Homer Hickam: Albert moet maar huis
“Die
alligator eruit of ik eruit!”
Ziehier het
kernthema van “Albert moet naar huis” van de Amerikaanse schrijver Homer
Hickam. Deze voormalige NASA-ingenieur heeft al een indrukwekkende bibliografie
van Engelstalige boeken en is in de VS een bestsellerauteur.
Het
luchthartige en hier en daar licht filosofische verhaal “Albert moet naar huis”
zou gebaseerd zijn op een familielegende. De ouders van de schrijver, Homer
senior en Elsie Lavender, spelen de hoofdrol in het boek dat bol staat van
onderkoelde humor en absurde gebeurtenissen.
Homer en
Elsie leiden een relatief gelukkig leventje in Coalwood (West-Virginia). Zoals
een groot deel van de mannen in het stadje is Homer mijnwerker.
Zij hebben
bij hun huwelijk een alligatorbaby in een schoenendoos cadeau gekregen van de
danser Buddy Ebsen op wie Elsie vóór Homer een oogje had.
Kleine
alligators worden groot en hoewel Elsie gek is op het dier met de roepnaam
Albert, wil Homer deze in de badkamer wonende huisgenoot van inmiddels 1,20
meter kwijt. De echtelieden besluiten in het jaar 1935 Albert terug te brengen
naar Florida, zijn geboortestreek. Ze gaan op pad in een aftandse Buick met
Albert in een wasteil op de achterbank. Ook een naamloze haan behoort tot het vaste
gezelschap.
“Met Elsie”, zei Homer, “is niets
eenvoudig.”
De reis
vanuit West-Virginia voert hen langs diverse staten aan de oostkust van de VS. Onderweg
beleven de Hickams doldwaze avonturen en blijkt de eenvoudige mijnwerker Homer
onvermoede kwaliteiten te bezitten. In North Carolina nemen ze een befaamde
schrijver mee als lifter.
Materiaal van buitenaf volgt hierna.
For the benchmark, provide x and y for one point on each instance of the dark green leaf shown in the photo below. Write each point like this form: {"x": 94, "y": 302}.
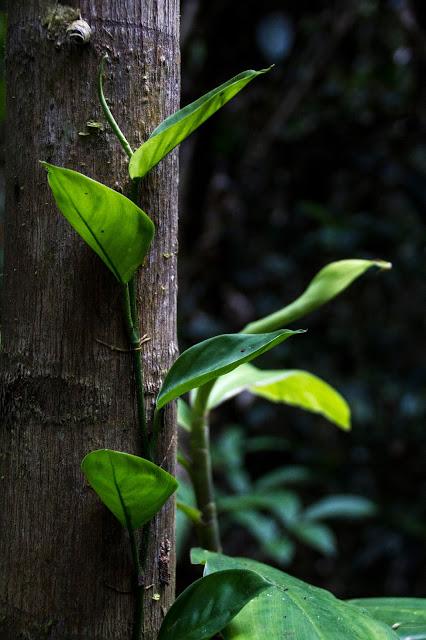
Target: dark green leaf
{"x": 406, "y": 615}
{"x": 207, "y": 360}
{"x": 292, "y": 609}
{"x": 132, "y": 488}
{"x": 317, "y": 536}
{"x": 341, "y": 506}
{"x": 111, "y": 224}
{"x": 326, "y": 285}
{"x": 177, "y": 127}
{"x": 210, "y": 603}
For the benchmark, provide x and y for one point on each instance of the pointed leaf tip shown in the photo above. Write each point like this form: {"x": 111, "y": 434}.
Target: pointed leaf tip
{"x": 133, "y": 488}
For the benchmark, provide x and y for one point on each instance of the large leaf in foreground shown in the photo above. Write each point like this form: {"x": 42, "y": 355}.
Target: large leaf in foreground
{"x": 174, "y": 129}
{"x": 292, "y": 609}
{"x": 111, "y": 224}
{"x": 326, "y": 285}
{"x": 288, "y": 386}
{"x": 133, "y": 488}
{"x": 210, "y": 603}
{"x": 406, "y": 615}
{"x": 214, "y": 357}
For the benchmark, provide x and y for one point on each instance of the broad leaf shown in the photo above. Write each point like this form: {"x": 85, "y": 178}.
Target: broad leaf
{"x": 291, "y": 608}
{"x": 177, "y": 127}
{"x": 288, "y": 386}
{"x": 210, "y": 603}
{"x": 341, "y": 506}
{"x": 326, "y": 285}
{"x": 406, "y": 615}
{"x": 132, "y": 488}
{"x": 207, "y": 360}
{"x": 111, "y": 224}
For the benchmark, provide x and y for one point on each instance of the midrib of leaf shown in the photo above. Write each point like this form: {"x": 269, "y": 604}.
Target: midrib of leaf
{"x": 101, "y": 247}
{"x": 123, "y": 506}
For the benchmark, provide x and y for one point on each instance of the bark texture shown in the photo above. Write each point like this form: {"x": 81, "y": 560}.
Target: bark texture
{"x": 65, "y": 566}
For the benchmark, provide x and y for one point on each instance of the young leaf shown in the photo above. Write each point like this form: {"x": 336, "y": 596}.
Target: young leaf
{"x": 341, "y": 506}
{"x": 132, "y": 488}
{"x": 210, "y": 603}
{"x": 292, "y": 609}
{"x": 177, "y": 127}
{"x": 111, "y": 224}
{"x": 214, "y": 357}
{"x": 288, "y": 386}
{"x": 326, "y": 285}
{"x": 406, "y": 615}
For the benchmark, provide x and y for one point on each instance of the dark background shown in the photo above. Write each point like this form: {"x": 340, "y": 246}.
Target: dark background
{"x": 324, "y": 158}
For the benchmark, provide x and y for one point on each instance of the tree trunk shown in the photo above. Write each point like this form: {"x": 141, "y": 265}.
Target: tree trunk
{"x": 65, "y": 566}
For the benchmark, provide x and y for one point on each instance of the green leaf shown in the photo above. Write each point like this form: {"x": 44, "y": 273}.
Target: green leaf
{"x": 111, "y": 224}
{"x": 288, "y": 386}
{"x": 317, "y": 536}
{"x": 341, "y": 506}
{"x": 207, "y": 360}
{"x": 132, "y": 488}
{"x": 177, "y": 127}
{"x": 210, "y": 603}
{"x": 293, "y": 474}
{"x": 406, "y": 615}
{"x": 326, "y": 285}
{"x": 292, "y": 609}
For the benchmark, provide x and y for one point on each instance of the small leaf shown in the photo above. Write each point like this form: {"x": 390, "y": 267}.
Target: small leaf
{"x": 406, "y": 615}
{"x": 210, "y": 603}
{"x": 291, "y": 608}
{"x": 133, "y": 488}
{"x": 207, "y": 360}
{"x": 111, "y": 224}
{"x": 341, "y": 506}
{"x": 326, "y": 285}
{"x": 288, "y": 386}
{"x": 177, "y": 127}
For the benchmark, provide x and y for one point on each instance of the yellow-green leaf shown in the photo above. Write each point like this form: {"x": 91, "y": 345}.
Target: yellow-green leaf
{"x": 174, "y": 129}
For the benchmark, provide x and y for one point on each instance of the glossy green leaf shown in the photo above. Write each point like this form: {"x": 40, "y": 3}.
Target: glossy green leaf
{"x": 407, "y": 616}
{"x": 177, "y": 127}
{"x": 326, "y": 285}
{"x": 207, "y": 360}
{"x": 210, "y": 603}
{"x": 341, "y": 506}
{"x": 111, "y": 224}
{"x": 132, "y": 488}
{"x": 288, "y": 386}
{"x": 292, "y": 609}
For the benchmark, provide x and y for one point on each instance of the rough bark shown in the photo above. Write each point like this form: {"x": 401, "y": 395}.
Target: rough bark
{"x": 65, "y": 565}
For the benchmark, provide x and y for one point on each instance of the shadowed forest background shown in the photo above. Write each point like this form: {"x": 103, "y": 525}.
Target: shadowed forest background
{"x": 324, "y": 158}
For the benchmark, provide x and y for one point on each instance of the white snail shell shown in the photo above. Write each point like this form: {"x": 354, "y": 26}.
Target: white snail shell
{"x": 79, "y": 32}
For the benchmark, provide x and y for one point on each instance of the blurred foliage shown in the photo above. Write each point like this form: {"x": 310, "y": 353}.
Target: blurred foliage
{"x": 269, "y": 511}
{"x": 324, "y": 159}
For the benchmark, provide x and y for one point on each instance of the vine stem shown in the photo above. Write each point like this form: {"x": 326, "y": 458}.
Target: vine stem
{"x": 201, "y": 471}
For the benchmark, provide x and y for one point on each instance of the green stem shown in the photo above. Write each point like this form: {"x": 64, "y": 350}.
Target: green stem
{"x": 138, "y": 623}
{"x": 134, "y": 339}
{"x": 107, "y": 112}
{"x": 201, "y": 471}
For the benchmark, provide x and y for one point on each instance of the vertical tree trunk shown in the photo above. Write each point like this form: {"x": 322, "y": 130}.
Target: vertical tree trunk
{"x": 65, "y": 567}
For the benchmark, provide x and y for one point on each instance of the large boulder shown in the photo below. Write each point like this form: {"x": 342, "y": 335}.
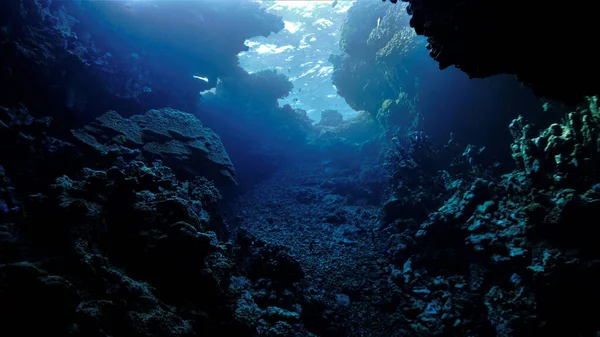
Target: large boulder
{"x": 177, "y": 138}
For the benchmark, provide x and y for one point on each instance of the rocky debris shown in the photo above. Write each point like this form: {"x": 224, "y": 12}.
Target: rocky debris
{"x": 505, "y": 256}
{"x": 310, "y": 210}
{"x": 129, "y": 250}
{"x": 177, "y": 138}
{"x": 488, "y": 39}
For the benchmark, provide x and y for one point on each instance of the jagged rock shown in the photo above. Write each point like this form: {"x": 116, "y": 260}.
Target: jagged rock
{"x": 485, "y": 39}
{"x": 177, "y": 138}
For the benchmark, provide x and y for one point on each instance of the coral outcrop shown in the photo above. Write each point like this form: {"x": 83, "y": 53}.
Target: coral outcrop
{"x": 177, "y": 138}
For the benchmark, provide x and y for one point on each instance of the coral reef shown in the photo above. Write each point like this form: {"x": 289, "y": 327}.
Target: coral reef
{"x": 492, "y": 38}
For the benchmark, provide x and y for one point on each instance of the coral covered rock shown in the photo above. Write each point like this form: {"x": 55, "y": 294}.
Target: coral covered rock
{"x": 177, "y": 138}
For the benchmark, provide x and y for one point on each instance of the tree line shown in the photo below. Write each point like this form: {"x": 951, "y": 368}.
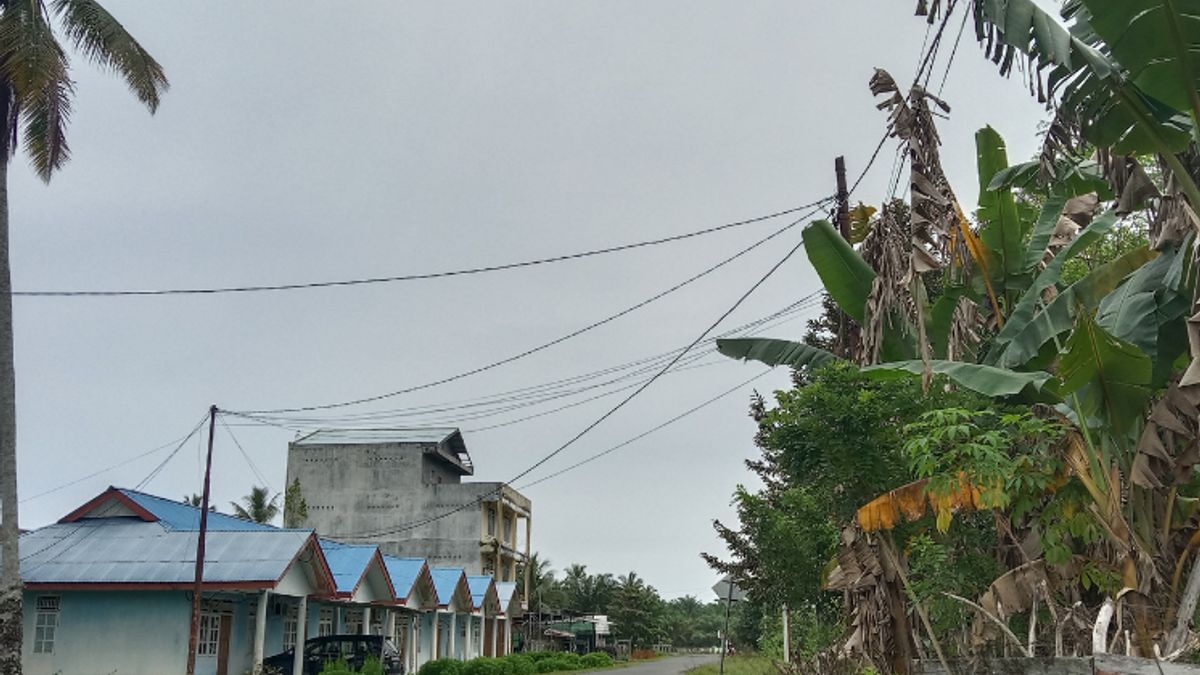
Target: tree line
{"x": 635, "y": 608}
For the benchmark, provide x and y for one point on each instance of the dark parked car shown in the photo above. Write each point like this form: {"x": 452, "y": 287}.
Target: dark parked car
{"x": 354, "y": 649}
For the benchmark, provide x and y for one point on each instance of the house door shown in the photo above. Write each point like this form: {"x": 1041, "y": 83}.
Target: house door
{"x": 223, "y": 644}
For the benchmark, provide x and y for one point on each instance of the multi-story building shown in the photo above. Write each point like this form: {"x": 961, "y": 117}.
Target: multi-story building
{"x": 403, "y": 490}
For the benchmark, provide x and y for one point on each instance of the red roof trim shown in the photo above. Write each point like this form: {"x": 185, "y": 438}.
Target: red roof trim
{"x": 111, "y": 493}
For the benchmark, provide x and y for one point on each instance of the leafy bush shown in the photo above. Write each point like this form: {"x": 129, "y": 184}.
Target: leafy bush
{"x": 442, "y": 667}
{"x": 597, "y": 659}
{"x": 371, "y": 665}
{"x": 520, "y": 664}
{"x": 337, "y": 667}
{"x": 485, "y": 665}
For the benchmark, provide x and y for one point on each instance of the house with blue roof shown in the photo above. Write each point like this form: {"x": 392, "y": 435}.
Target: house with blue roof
{"x": 108, "y": 589}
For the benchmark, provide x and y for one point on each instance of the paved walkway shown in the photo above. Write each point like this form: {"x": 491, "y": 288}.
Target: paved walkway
{"x": 669, "y": 665}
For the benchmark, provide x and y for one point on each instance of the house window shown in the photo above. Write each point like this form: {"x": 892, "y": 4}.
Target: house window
{"x": 46, "y": 623}
{"x": 210, "y": 634}
{"x": 353, "y": 621}
{"x": 291, "y": 626}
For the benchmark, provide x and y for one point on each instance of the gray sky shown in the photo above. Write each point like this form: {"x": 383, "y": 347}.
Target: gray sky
{"x": 306, "y": 142}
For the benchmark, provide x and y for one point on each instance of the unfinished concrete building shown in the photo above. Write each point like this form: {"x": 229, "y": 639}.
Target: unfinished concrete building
{"x": 402, "y": 490}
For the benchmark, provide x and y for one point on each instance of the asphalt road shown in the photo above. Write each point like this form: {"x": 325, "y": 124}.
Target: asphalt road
{"x": 670, "y": 665}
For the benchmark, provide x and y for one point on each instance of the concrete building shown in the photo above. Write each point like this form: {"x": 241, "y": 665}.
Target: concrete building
{"x": 403, "y": 490}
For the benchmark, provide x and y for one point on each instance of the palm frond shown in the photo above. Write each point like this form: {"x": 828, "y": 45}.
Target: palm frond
{"x": 103, "y": 40}
{"x": 35, "y": 67}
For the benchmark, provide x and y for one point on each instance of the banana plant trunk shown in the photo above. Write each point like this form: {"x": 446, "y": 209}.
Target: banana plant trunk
{"x": 10, "y": 536}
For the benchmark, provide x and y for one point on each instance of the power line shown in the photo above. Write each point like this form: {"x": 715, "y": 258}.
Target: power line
{"x": 107, "y": 469}
{"x": 647, "y": 432}
{"x": 539, "y": 394}
{"x": 221, "y": 290}
{"x": 603, "y": 417}
{"x": 545, "y": 345}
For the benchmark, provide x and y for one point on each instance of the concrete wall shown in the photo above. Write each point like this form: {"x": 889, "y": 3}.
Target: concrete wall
{"x": 363, "y": 489}
{"x": 130, "y": 632}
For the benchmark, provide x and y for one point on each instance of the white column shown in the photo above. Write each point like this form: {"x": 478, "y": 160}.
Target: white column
{"x": 301, "y": 633}
{"x": 259, "y": 631}
{"x": 433, "y": 638}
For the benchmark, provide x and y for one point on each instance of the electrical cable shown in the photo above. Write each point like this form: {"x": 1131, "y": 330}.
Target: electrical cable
{"x": 545, "y": 345}
{"x": 222, "y": 290}
{"x": 603, "y": 417}
{"x": 107, "y": 469}
{"x": 245, "y": 455}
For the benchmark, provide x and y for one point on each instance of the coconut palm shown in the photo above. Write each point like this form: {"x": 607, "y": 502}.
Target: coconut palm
{"x": 257, "y": 506}
{"x": 35, "y": 103}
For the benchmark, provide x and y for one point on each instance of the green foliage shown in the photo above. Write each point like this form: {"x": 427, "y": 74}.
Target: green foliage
{"x": 442, "y": 667}
{"x": 337, "y": 667}
{"x": 597, "y": 659}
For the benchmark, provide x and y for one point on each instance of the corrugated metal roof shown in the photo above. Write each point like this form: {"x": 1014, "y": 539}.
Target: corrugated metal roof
{"x": 445, "y": 581}
{"x": 367, "y": 436}
{"x": 118, "y": 550}
{"x": 479, "y": 586}
{"x": 178, "y": 515}
{"x": 348, "y": 562}
{"x": 403, "y": 572}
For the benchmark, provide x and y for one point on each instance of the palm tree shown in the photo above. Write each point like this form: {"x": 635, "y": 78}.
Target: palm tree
{"x": 35, "y": 105}
{"x": 258, "y": 507}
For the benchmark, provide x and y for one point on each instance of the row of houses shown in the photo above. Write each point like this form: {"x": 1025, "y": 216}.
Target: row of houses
{"x": 109, "y": 589}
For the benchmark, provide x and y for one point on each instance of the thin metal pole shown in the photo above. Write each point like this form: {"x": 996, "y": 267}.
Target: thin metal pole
{"x": 193, "y": 637}
{"x": 725, "y": 635}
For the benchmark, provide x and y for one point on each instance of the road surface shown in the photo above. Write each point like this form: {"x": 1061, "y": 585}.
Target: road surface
{"x": 670, "y": 665}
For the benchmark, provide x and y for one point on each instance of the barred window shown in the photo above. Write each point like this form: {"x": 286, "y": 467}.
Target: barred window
{"x": 291, "y": 626}
{"x": 46, "y": 623}
{"x": 325, "y": 621}
{"x": 210, "y": 634}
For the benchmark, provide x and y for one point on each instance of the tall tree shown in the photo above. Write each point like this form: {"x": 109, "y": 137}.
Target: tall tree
{"x": 35, "y": 103}
{"x": 258, "y": 507}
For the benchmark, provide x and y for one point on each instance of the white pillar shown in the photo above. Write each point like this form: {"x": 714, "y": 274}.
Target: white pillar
{"x": 301, "y": 634}
{"x": 433, "y": 638}
{"x": 259, "y": 631}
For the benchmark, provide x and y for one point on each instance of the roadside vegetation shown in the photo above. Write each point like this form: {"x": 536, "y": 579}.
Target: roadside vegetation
{"x": 991, "y": 441}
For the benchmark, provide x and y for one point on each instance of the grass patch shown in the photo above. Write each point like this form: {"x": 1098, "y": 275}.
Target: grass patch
{"x": 738, "y": 664}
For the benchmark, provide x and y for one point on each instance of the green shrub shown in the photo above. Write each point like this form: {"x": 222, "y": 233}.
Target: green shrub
{"x": 484, "y": 665}
{"x": 371, "y": 665}
{"x": 337, "y": 667}
{"x": 442, "y": 667}
{"x": 597, "y": 659}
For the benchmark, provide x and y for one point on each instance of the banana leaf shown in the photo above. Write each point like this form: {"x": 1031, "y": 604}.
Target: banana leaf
{"x": 774, "y": 352}
{"x": 845, "y": 275}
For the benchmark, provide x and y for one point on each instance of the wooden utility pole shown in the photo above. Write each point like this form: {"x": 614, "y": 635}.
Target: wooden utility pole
{"x": 839, "y": 167}
{"x": 193, "y": 638}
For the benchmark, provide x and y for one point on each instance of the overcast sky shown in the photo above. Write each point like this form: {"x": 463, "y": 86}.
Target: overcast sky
{"x": 307, "y": 142}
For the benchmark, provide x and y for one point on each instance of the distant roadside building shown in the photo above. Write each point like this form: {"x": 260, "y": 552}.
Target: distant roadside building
{"x": 402, "y": 490}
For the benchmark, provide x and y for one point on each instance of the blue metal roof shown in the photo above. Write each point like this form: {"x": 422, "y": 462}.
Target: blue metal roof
{"x": 186, "y": 518}
{"x": 403, "y": 572}
{"x": 129, "y": 550}
{"x": 479, "y": 586}
{"x": 348, "y": 562}
{"x": 445, "y": 581}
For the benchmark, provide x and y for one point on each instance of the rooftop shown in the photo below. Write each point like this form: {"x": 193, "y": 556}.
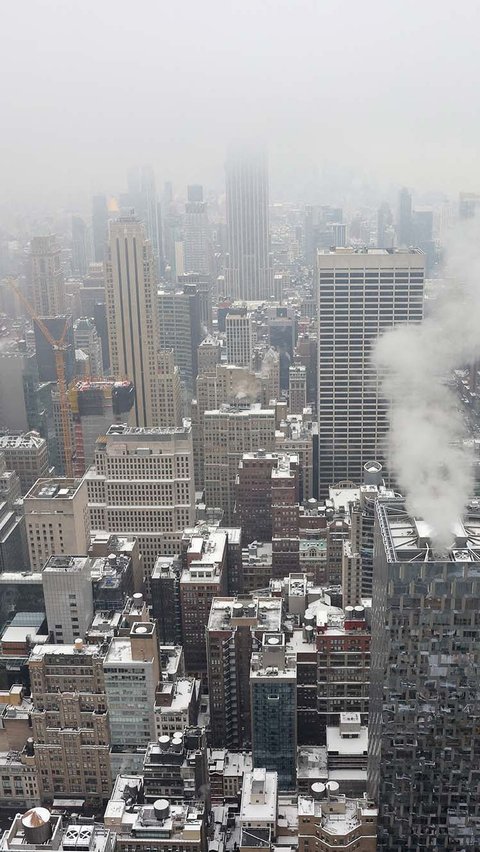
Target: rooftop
{"x": 262, "y": 613}
{"x": 25, "y": 440}
{"x": 59, "y": 488}
{"x": 409, "y": 539}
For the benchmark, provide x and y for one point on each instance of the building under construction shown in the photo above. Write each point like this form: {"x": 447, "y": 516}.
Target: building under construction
{"x": 94, "y": 405}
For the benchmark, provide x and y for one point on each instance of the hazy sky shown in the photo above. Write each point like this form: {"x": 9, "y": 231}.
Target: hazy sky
{"x": 382, "y": 91}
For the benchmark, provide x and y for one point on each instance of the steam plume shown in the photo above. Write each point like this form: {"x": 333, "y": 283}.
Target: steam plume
{"x": 426, "y": 455}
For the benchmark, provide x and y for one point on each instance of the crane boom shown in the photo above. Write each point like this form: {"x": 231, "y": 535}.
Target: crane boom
{"x": 59, "y": 348}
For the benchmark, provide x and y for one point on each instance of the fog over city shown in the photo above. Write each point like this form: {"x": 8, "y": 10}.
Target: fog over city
{"x": 349, "y": 97}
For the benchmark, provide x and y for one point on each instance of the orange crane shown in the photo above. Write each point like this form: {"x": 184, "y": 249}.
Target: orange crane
{"x": 59, "y": 348}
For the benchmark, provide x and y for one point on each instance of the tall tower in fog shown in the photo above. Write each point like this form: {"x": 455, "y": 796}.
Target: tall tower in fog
{"x": 248, "y": 265}
{"x": 131, "y": 299}
{"x": 360, "y": 294}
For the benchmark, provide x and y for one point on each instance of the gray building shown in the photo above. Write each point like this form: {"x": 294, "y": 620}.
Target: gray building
{"x": 424, "y": 740}
{"x": 273, "y": 690}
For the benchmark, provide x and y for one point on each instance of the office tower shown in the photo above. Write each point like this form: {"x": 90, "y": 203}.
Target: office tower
{"x": 87, "y": 339}
{"x": 404, "y": 219}
{"x": 385, "y": 229}
{"x": 253, "y": 496}
{"x": 238, "y": 327}
{"x": 248, "y": 271}
{"x": 273, "y": 690}
{"x": 46, "y": 282}
{"x": 285, "y": 516}
{"x": 169, "y": 390}
{"x": 209, "y": 354}
{"x": 180, "y": 329}
{"x": 339, "y": 234}
{"x": 331, "y": 820}
{"x": 70, "y": 721}
{"x": 235, "y": 629}
{"x": 203, "y": 284}
{"x": 357, "y": 565}
{"x": 196, "y": 233}
{"x": 26, "y": 453}
{"x": 23, "y": 398}
{"x": 80, "y": 246}
{"x": 165, "y": 595}
{"x": 57, "y": 519}
{"x": 92, "y": 289}
{"x": 360, "y": 294}
{"x": 423, "y": 764}
{"x": 68, "y": 593}
{"x": 131, "y": 670}
{"x": 298, "y": 437}
{"x": 131, "y": 299}
{"x": 94, "y": 407}
{"x": 195, "y": 193}
{"x": 228, "y": 434}
{"x": 203, "y": 579}
{"x": 99, "y": 227}
{"x": 297, "y": 389}
{"x": 422, "y": 235}
{"x": 318, "y": 225}
{"x": 142, "y": 485}
{"x": 13, "y": 549}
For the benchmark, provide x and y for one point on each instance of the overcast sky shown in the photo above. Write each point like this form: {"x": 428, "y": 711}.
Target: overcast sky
{"x": 383, "y": 92}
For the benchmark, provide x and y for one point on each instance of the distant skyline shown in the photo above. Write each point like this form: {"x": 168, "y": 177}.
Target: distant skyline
{"x": 376, "y": 93}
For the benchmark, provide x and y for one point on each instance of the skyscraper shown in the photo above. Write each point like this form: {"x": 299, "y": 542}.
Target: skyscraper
{"x": 47, "y": 286}
{"x": 360, "y": 294}
{"x": 131, "y": 298}
{"x": 424, "y": 739}
{"x": 99, "y": 226}
{"x": 248, "y": 266}
{"x": 196, "y": 233}
{"x": 404, "y": 219}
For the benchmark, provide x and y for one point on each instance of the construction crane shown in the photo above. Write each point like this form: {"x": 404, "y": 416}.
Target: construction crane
{"x": 59, "y": 348}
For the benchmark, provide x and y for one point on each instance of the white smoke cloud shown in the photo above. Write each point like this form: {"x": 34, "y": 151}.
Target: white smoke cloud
{"x": 426, "y": 454}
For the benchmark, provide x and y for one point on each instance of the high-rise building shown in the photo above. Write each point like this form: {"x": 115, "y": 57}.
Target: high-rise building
{"x": 80, "y": 246}
{"x": 235, "y": 629}
{"x": 297, "y": 389}
{"x": 239, "y": 338}
{"x": 196, "y": 233}
{"x": 360, "y": 294}
{"x": 249, "y": 274}
{"x": 70, "y": 721}
{"x": 228, "y": 434}
{"x": 404, "y": 219}
{"x": 131, "y": 298}
{"x": 57, "y": 519}
{"x": 87, "y": 339}
{"x": 94, "y": 407}
{"x": 68, "y": 594}
{"x": 169, "y": 390}
{"x": 203, "y": 579}
{"x": 99, "y": 227}
{"x": 423, "y": 766}
{"x": 273, "y": 689}
{"x": 142, "y": 484}
{"x": 180, "y": 329}
{"x": 46, "y": 282}
{"x": 131, "y": 670}
{"x": 27, "y": 454}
Ze raken verzeild in een arbeidsconflict bij een
kousenfabriek, ontmoeten de dichter Carlos en diens minnares de moslima
Soufflé, komen terecht bij een honkbalclub en in een erfrechtelijke kwestie na
het overlijden van de steenrijke eigenaar van die club, vervolgens in een
smokkelaffaire, spelen als toevallige passanten een opmerkelijke rol in een film,
ontmoeten een andere bekende schrijver, raken met veel drama verzeild in een
orkaan, en eindigen bij Elsie’s rijke oom Aubrey op de fairway van een golfbaan
in Florida.
Vele
bloemrijke personages maken het verhaal tot een rijk geschakeerde vertelling
vol verrassingen en décorwisselingen. Ernst en luim wisselen elkaar af.
Hickam
junior heeft een vaardige pen. Zijn taalgebruik is onberispelijk en
toegankelijk waardoor het lezen van het boek ware ontspanning biedt. In het
boek zijn geen moeilijke zinnen, geen complexe woorden en evenmin lastige
metaforen te ontdekken. Het verhaal is een ontdekkingstocht door een deel van
de VS tijdens de Grote Depressie waarbij fictie en werkelijkheid op een speelse
manier elkaar afwisselen.
“Albert moet
naar huis” heeft geen hoog literair gehalte en pretendeert dat ook geenszins.
Het wordt
aangeprezen als een boek dat de liefhebber van "De 100-jarige die uit het
raam klom en verdween” van Jonas Jonasson zal bekoren. Die verwachting wordt zeker
waargemaakt. Weliswaar schrijft Jonasson met meer humor en waar mogelijk nog
absurdistischer maar Hickam blaast zijn deuntje in dit genre goed mee.
De eerste
twee, in kapitalen gedrukte zinnen op de achterflap van het boek geven de te
verwachten sfeer goed aan:
Homer houdt van Elsie, Elsie houdt van
Albert. Het is een klassieke driehoeksverhouding, alleen is Albert een
alligator…
“Albert moet
naar huis” staat borg voor een flink aantal ontspannende leesuren, en verdient
in zijn bijzondere genre vier sterren.
Eén puntje
van kritiek: de letters waarin het boek is gedrukt, zijn aan de kleine kant
waardoor het lezen enige inspanning vergt. De gebruikte ruime regelafstand
maakt veel goed maar de letters hadden iets groter mogen zijn.